Prevalence and Antibiogram of Microbial Agents Causing Nosocomial Urinary Tract Infection in Surgical Ward of Dhaka Medical College Hospital
DOI:
https://doi.org/10.3329/jemc.v6i2.27761Keywords:
Nosocomial infection, ESBL, Antimicrobial resistanceAbstract
Background: Nosocomial infections pose substantial risk to patients receiving care in hospitals.

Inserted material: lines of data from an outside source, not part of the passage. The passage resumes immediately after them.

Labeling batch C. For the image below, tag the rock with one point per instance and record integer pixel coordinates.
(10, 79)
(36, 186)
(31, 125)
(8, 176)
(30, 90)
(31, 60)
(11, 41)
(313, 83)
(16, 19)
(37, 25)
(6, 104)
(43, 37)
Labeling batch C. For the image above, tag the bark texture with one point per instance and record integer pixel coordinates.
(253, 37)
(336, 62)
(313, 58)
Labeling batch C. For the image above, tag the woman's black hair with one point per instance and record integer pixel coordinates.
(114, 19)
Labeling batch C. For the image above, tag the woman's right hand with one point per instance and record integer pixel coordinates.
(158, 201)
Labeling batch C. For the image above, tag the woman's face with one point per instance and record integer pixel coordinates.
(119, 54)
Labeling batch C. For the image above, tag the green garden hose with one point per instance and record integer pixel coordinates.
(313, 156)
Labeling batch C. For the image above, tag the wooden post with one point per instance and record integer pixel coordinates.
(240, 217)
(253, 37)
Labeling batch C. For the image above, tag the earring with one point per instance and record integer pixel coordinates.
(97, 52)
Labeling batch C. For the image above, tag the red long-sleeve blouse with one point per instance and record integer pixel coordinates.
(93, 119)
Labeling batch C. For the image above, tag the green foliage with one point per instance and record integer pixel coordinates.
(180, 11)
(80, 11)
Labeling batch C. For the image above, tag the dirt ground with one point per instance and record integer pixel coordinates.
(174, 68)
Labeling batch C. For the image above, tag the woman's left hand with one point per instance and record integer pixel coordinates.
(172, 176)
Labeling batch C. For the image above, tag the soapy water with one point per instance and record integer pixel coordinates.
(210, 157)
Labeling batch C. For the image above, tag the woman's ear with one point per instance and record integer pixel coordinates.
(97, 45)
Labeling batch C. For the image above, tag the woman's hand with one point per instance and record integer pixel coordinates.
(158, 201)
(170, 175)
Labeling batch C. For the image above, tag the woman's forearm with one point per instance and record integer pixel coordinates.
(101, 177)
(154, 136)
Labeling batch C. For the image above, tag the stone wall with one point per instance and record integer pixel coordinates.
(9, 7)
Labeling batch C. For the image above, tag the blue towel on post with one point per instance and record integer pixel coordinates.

In Bangladesh, this problem is aggravated by inadequate infection control due to poor hygiene, resource and structural constraints and lack of awareness regarding nosocomial infections.
Objective: We carried out this study to determine the prevalence of different microorganisms from urine in surgery ward and antimicrobial susceptibility pattern against various antibiotics.
Materials and Methods: This cross sectional study was carried out in Department of Microbiology, Dhaka Medical College, Dhaka over a period of 12 months from July 2011 to June 2012. A total of 52 urine specimens were collected from catheterized patients admitted in general surgery ward of Dhaka Medical College Hospital (DMCH) and incubated in blood agar, MacConkey agar media and the isolates were identified by different biochemical tests oxidase test and reaction in MIU (motility indole urease) and Simmons citrate and TSI (triple sugar iron) media. ESBL producers were detected by double-disk synergy test (DDST).
Results: Bacteria were isolated from 35 specimens and Escherichia coli was the commonest isolate (23, 65.71%) followed by Pseudomonas aeruginosa 6 (17.14%), Klebsiella pneumoniae 3 (8.57%), Acinetobacter baumannii 2 (5.72%) and Proteus vulgaris 1 (2.86%) respectively. Among the isolates, 10 (28.57%) ESBL producers were detected and the highest ESBL production was observed in Escherichia coli (8, 22.85%) followed by Klebsiella pneumoniae 1 (2.86%) and Pseudomonas aeruginosa 1 (2.86%). The isolates were resistant to most of the commonly used antimicrobial agents.
Conclusion: The emergence of multi-drug resistant (MDR) bacteria poses a difficult task for physicians who have limited therapeutic options. However, the high rate of nosocomial infections and multi-resistant pathogens necessitate urgent comprehensive interventions of infection control.